In most jurisdictions, the employee must only show he or she made a good faith complaint about an employment practice such as discrimination or harassment and, shortly thereafter, the employee suffered some form of adverse employment action such as a termination. Retaliation cases are more difficult for employers because of the “good faith complaint” standard – the employee only needs to demonstrate she reasonably believed she was being harassed or discriminated against because of a protected characteristic. The employee is not required to demonstrate the requisite elements of harassment or discrimination in order to proceed with a retaliation claim.

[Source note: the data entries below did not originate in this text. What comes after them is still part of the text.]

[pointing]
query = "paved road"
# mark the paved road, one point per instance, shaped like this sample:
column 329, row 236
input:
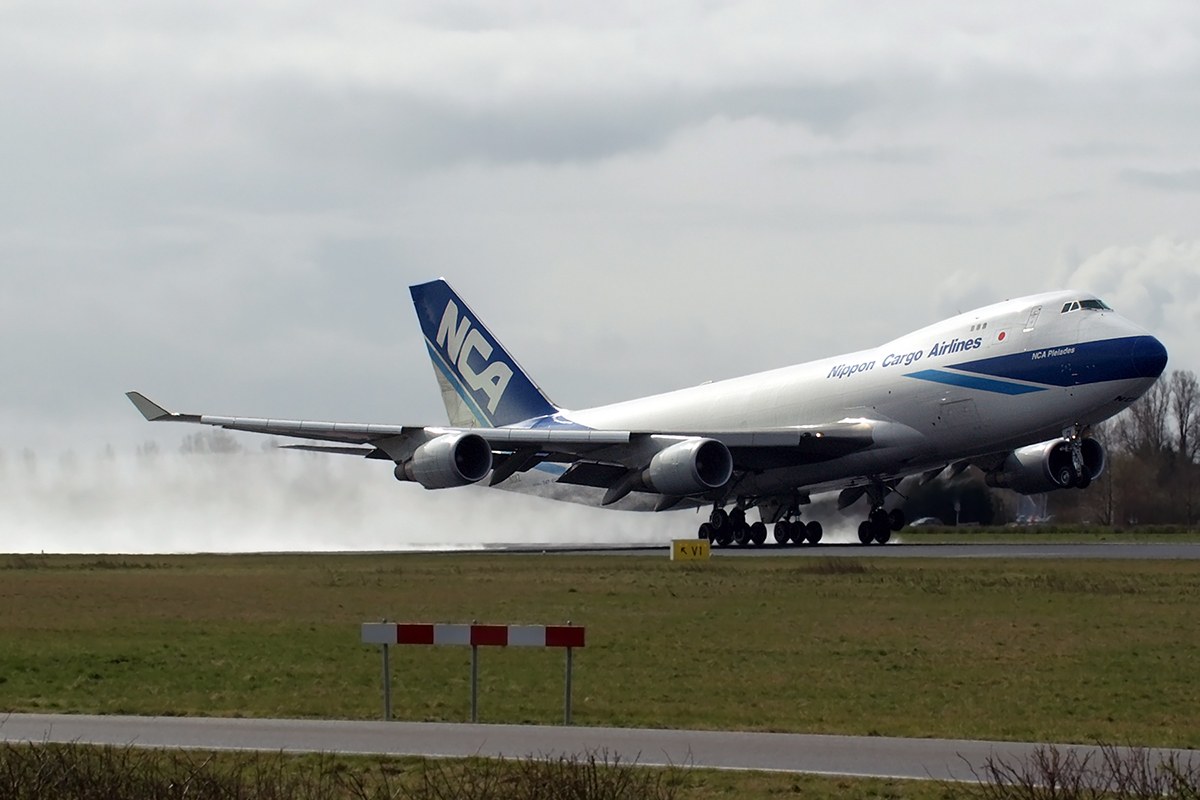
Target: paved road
column 859, row 756
column 1163, row 551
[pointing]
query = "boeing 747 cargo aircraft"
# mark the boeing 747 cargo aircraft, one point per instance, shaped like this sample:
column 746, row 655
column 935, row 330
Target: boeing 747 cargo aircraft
column 1009, row 389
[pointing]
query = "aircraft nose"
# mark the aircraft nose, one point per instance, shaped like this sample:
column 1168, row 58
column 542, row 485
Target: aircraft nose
column 1149, row 356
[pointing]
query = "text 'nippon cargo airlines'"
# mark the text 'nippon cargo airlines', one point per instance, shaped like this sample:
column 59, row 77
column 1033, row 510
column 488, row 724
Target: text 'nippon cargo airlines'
column 1009, row 389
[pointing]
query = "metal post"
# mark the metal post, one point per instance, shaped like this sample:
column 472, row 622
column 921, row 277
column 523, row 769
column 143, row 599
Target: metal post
column 474, row 684
column 387, row 686
column 567, row 695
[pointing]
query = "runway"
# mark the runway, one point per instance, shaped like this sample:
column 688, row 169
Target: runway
column 955, row 759
column 1133, row 551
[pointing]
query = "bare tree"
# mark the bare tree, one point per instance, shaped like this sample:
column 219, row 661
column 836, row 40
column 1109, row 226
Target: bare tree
column 1143, row 428
column 1186, row 405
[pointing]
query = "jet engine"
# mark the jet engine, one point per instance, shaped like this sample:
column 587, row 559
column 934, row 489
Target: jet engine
column 450, row 459
column 690, row 467
column 1048, row 465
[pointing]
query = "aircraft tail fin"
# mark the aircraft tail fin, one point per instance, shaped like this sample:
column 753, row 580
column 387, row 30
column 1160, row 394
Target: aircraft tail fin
column 481, row 384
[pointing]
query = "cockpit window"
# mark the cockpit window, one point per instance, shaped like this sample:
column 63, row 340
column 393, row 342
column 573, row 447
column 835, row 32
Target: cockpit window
column 1091, row 305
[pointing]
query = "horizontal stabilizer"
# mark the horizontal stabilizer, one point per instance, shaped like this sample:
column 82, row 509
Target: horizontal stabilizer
column 154, row 413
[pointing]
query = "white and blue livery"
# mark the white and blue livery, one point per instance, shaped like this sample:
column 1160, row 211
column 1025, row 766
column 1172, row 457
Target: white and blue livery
column 1011, row 389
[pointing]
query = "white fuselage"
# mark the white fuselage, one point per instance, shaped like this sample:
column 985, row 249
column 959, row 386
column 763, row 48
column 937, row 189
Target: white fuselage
column 919, row 422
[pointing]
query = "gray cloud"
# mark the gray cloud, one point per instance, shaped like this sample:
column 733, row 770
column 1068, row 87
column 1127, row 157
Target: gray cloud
column 223, row 204
column 1181, row 180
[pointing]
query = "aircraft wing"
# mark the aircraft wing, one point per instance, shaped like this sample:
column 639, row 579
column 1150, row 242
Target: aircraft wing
column 358, row 433
column 750, row 450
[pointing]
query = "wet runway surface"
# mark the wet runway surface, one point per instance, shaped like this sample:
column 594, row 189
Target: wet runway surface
column 1163, row 551
column 857, row 756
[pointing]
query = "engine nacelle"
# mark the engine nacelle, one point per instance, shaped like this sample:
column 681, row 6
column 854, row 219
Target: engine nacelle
column 689, row 468
column 450, row 459
column 1048, row 465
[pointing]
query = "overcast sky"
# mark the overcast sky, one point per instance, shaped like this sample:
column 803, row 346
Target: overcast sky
column 222, row 204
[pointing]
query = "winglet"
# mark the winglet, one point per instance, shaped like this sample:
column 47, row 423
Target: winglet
column 149, row 409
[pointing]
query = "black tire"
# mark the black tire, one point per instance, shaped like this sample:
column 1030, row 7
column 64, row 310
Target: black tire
column 879, row 518
column 1067, row 476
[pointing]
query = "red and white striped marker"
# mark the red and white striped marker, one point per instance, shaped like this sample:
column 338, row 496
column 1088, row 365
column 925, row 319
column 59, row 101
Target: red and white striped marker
column 498, row 636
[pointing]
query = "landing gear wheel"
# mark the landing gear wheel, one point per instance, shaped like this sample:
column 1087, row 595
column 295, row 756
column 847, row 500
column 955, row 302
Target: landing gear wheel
column 1067, row 475
column 879, row 518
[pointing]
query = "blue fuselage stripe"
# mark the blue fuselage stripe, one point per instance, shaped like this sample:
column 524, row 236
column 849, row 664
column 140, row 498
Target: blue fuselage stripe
column 1069, row 365
column 973, row 382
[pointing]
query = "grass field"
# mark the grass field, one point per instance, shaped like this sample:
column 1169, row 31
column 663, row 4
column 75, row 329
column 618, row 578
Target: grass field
column 1048, row 535
column 1021, row 650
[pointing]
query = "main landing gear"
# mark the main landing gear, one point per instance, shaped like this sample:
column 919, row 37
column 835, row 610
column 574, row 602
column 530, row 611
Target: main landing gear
column 880, row 525
column 731, row 528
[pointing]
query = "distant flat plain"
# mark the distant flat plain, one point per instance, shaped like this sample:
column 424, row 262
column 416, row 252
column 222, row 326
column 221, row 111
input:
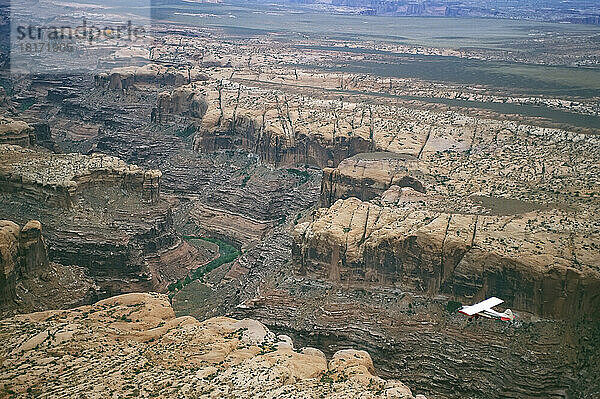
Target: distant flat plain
column 522, row 79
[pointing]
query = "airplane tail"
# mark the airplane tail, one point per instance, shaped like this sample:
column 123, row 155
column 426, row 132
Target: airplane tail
column 508, row 315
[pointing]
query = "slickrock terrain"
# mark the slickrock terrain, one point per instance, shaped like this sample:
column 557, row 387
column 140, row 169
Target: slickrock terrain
column 124, row 78
column 23, row 251
column 133, row 345
column 550, row 271
column 98, row 212
column 15, row 132
column 29, row 281
column 347, row 191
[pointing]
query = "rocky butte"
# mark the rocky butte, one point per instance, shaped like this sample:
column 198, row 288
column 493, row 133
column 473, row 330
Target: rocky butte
column 133, row 345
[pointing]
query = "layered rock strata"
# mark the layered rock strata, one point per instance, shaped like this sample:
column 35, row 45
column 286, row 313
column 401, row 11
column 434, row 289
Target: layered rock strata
column 16, row 132
column 60, row 178
column 23, row 251
column 367, row 176
column 134, row 345
column 543, row 262
column 124, row 78
column 99, row 213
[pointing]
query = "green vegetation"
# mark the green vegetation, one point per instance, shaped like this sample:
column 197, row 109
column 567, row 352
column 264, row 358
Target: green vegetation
column 227, row 253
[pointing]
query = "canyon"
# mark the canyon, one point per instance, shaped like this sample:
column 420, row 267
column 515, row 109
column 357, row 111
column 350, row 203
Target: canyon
column 228, row 197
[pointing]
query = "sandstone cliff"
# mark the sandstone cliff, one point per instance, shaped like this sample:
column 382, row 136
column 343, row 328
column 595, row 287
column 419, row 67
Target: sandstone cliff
column 22, row 251
column 125, row 77
column 367, row 176
column 133, row 345
column 544, row 262
column 60, row 178
column 16, row 132
column 186, row 101
column 99, row 213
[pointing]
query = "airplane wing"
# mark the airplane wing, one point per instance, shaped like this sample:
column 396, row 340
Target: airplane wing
column 481, row 306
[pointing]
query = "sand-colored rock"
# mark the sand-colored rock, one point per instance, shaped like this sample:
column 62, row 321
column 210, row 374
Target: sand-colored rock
column 22, row 251
column 543, row 261
column 16, row 132
column 134, row 345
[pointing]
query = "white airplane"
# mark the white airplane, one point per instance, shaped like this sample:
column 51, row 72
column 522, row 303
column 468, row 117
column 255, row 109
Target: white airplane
column 484, row 309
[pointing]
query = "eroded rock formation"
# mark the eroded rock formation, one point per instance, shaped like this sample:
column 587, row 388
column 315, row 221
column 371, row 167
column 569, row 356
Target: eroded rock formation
column 99, row 213
column 134, row 345
column 531, row 259
column 124, row 78
column 23, row 251
column 16, row 132
column 367, row 176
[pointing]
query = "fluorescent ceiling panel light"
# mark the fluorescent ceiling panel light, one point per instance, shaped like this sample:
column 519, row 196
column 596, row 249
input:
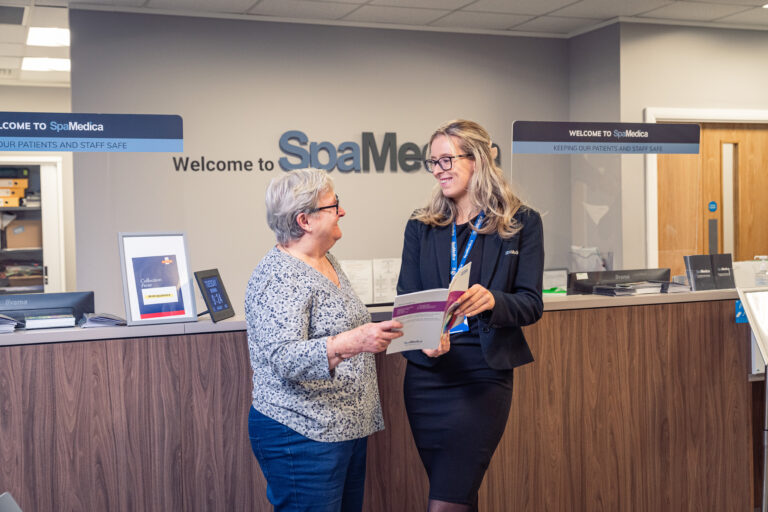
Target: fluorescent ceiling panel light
column 44, row 64
column 43, row 36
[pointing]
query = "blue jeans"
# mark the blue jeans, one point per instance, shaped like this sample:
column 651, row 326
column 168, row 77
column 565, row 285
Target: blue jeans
column 307, row 475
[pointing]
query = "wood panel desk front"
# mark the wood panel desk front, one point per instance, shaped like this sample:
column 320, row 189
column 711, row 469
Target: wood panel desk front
column 633, row 407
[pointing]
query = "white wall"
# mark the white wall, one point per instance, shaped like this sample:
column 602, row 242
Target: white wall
column 240, row 84
column 49, row 99
column 684, row 67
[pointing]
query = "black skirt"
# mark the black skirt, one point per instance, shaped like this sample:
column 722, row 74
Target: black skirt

Often times, we see retaliation claims brought following a termination and, unfortunately, employers face difficulties in defeating those claims because the termination process did not include a review of issues raised by the employee within the past few years. To minimize retaliation claims in connection with terminations, employers should consider examining:

  • Has the employee raised a formal or informal complaint of discrimination or harassment? If so, when was the complaint raised?
    • The temporal proximity of the complaint and the termination is critical in defending against a retaliation complaint. Courts generally have held that when there is more than a year between the time of the complaint and the company’s decision to terminate, the less likely retaliation is a motivating factor for the decision.
  • If the employee made a complaint (formal or informal), did the complaint involve one of the decision-makers recommending termination?
    • If the complaint involved one of the decision-makers, the employer should examine whether the individual recommending termination is motivated for reasons that may be perceived as retaliatory.
  • Has the company terminated other employees who have not raised complaints for the same or similar reasons surrounding this termination?
    • Consistent treatment is key in defending against retaliation claims and, if there is a deviation from the employer’s practices, a justification needs to be proven.
  • What do the documents look like?
    • So many times an employer proceeds with a termination for “poor performance” or “ongoing performance issues” when the documentation tells a different story. The more the documentation matches the employer’s stated reason for termination, the easier the defense of a retaliation case is.

By asking these questions and reviewing the documentation prior to termination, employers can potentially minimize retaliation claims and reduce the risk of becoming a growing statistic with the EEOC.